Technology has enabled University students to measure the quality of their professors with the use of RateMyProfessors.com. The website, which features online professor ratings, is a popular destination many students utilize when creating their class schedules.

“Users have added more than 14 million ratings, 1.3 million professors and 7,000 schools to RateMyProfessors.com. User-generated content makes RateMyProfessors.com the highest trafficked site for quickly researching and rating professors,” the website states. “More than 4 million college students each month are using Rate My Professors.”

Different categories on the website allow students to get a better understanding of each professor listed. Categories such as department, overall quality, helpfulness, clarity, easiness, and even hotness are listed for each professor. Scores from 1.0 to 5.0 are given, with 5.0 being the perfect score.

Students generally use the site as a means to help them create a schedule with “the best” professor possible for a specific class.

“I, like many of my classmates at Monmouth, use RateMyProfessors.com to get a general idea of professors. If a lot of the reviews are terrible, one might drop or not sign up for a class to begin with,” Erin Comiskey, a freshman health studies major, said.

Comiskey added that although she finds most of the information to be accurate, students should speculate the reasons behind the ratings and comments.

“I do keep in mind that the students who post reviews are outliers,” Comiskey continued. “They are usually students who loved or hated the teacher because very few people are going to go out of their way to write a review about an average quality professor,” she said.

Students are not the only ones taking a look at the website. Professors are noticing the comments as well, and agree that different factors must be taken into consideration when reviewing the ratings.

“In terms of accuracy, I would say it really depends,” Mary Harris, a specialist professor in communication, said. “As with any online ratings or reviews, sometimes people have one bad experience and then that is what they focus on, but in other instances, people approach their evaluations fairly and honestly.”

Harris explained that a professor can receive negative ratings on the site; however, it does not always mean it will correspond with each student.

Dominick Mascitelli, a junior political science major, said, “A professor [on the website] had a low rating because he was a tough grader; he ended up being one of my favorite professors. He does grade hard but he’s a great professor.”

Meaghan Wheeler, a freshman psychology and school counseling major, said she found the ratings to be mostly accurate in relation to her professors by focusing on the overall score.

The website also gives an overall measurement of the college or university’s professors as a whole, as well as the number of professors teaching at the school.

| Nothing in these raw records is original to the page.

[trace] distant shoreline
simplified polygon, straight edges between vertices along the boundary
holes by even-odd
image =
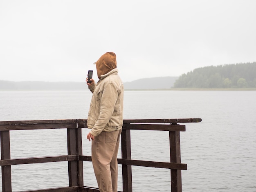
[[[87,90],[87,89],[0,89],[0,92],[33,92],[33,91],[38,91],[38,92],[45,92],[45,91],[56,91],[56,92],[62,92],[62,91],[70,91],[70,92],[76,92],[76,91],[85,91]],[[124,89],[125,91],[256,91],[256,88],[228,88],[228,89],[224,89],[224,88],[173,88],[173,89]]]

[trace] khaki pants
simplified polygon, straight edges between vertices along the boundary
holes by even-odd
[[[101,192],[117,192],[117,153],[121,129],[102,132],[92,143],[92,161]]]

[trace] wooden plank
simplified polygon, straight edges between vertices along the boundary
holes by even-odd
[[[50,129],[60,128],[75,128],[76,124],[75,123],[42,123],[0,125],[0,131],[14,130],[31,130],[40,129]]]
[[[77,127],[79,127],[79,123],[77,123]],[[83,147],[82,144],[82,129],[81,128],[76,129],[76,155],[78,156],[83,155]],[[77,161],[78,176],[78,186],[83,186],[83,161],[79,161],[78,159]]]
[[[1,159],[11,159],[10,132],[2,131],[0,132],[0,134]],[[2,166],[2,185],[3,192],[11,192],[11,165],[6,165]]]
[[[32,158],[0,160],[0,166],[22,165],[25,164],[38,163],[41,163],[56,162],[77,161],[76,155],[64,155]]]
[[[202,121],[200,118],[156,119],[125,119],[124,123],[199,123]]]
[[[51,189],[22,191],[19,192],[77,192],[79,188],[76,187],[66,187],[64,188],[52,188]]]
[[[123,165],[175,170],[187,170],[187,165],[186,164],[150,161],[148,161],[134,160],[131,159],[119,159],[117,160],[118,161],[118,164]]]
[[[169,132],[171,162],[180,163],[180,141],[179,132]],[[182,192],[181,170],[171,169],[172,192]]]
[[[123,129],[153,131],[185,131],[184,125],[147,124],[124,124]]]
[[[90,156],[79,156],[79,161],[92,161],[92,157]],[[130,165],[140,166],[151,167],[180,169],[182,170],[187,170],[187,164],[186,164],[135,160],[125,159],[118,159],[117,161],[118,162],[118,164],[119,165]]]
[[[130,131],[122,130],[121,134],[122,159],[131,159]],[[117,160],[118,161],[118,160]],[[123,174],[123,191],[132,192],[132,166],[130,165],[122,165]]]
[[[76,119],[66,120],[30,120],[30,121],[0,121],[0,125],[27,125],[38,124],[54,124],[76,123],[78,121]],[[79,122],[82,123],[81,121]]]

Comiskey stated that the ratings can be both harmful and helpful to the professors because they receive evaluations of their teaching. “When teachers catch wind of their reviews they are either flattered or disrespected. Sometimes, however, I think a few teachers get constructive criticism from it and improve next semester,” she said.

Although the professors are able to evaluate themselves through the comments, and the students are able to get an idea of each professor before taking the class, the students feel that not all of the site’s categories are necessary.

Wheeler and Comiskey agree that the “hotness” category is irrelevant. Comiskey said that it is “unprofessional and does not tell whether or not a professor is actually good at her or his job.”

Regardless of this slightly inefficient aspect of RateMyProfessors.com, the website can still be useful. Wheeler said, “I love the website; I use it every time I schedule a class.”